In Marseilles their ship broke down and had to be repaired. All of the passengers were forced to disembark while it was dry docked. Although the Sisters had been told that lodging had been prepared for them, there was a mix-up and they were left without beds to sleep on. Mother Mazzarello was not one to let events such as that discourage her so she took the sheets that they brought with them stuffed them with straw, and made makeshift beds for all of them. After a miserable night of sleep they all awoke, but Mother Mazzarello could not get up. A fever was ravaging her body and she was in terrible pain. The next morning, more out of a concern for worrying her already exhausted companions, she was able to get up, see the missionaries off, and then journey with her remaining Sisters to their house and orphanage in St. Cyr.

Death

Statue of Maria Domenica Mazzarello at the Roman church named in her honour

Once in St. Cyr she fainted and was in bed for forty days the diagnosis was pleurisy. Eventually she returned to Italy, even though the doctor told her not to. She said that she wanted to die in her own community. She made her return journey in stages, as she did not want to push herself too much; she was painfully aware of her delicate condition. Fortunately on one of her stops Bosco was near and they were able to meet for the last time.

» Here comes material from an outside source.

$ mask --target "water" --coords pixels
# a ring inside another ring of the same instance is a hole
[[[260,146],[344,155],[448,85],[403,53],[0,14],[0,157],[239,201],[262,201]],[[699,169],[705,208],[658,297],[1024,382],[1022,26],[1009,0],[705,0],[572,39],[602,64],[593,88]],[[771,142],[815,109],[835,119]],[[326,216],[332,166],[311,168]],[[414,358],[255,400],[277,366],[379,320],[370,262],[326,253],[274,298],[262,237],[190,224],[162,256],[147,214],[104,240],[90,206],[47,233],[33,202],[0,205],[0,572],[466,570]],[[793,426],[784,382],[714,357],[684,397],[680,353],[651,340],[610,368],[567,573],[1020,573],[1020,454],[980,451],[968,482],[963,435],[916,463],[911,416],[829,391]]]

In early April, Mary returned to Nizza Monferrato. Her native air strengthened her and since she felt stronger she insisted on keeping the community schedule and doing her usual work. Unfortunately it was too much for her and she relapsed. Near the end of April it seemed that death was approaching. Finally, in the pre-dawn hours of May 14, 1881, Mother Mazzarello began her death agony. After receiving the last rites she turned her attention to those around her and weakly whispered, "Good-bye. I am going now. I will see you in heaven." Shortly after she died at the age of forty-four.

Veneration

She was beatified on November 20, 1938 and canonized on June 24, 1951. Her incorrupt body is venerated in the Basilica of Our Lady Help of Christians, in Turin, Italy. A church in southeast Rome bears her name, Santa Maria Domenica Mazzarello.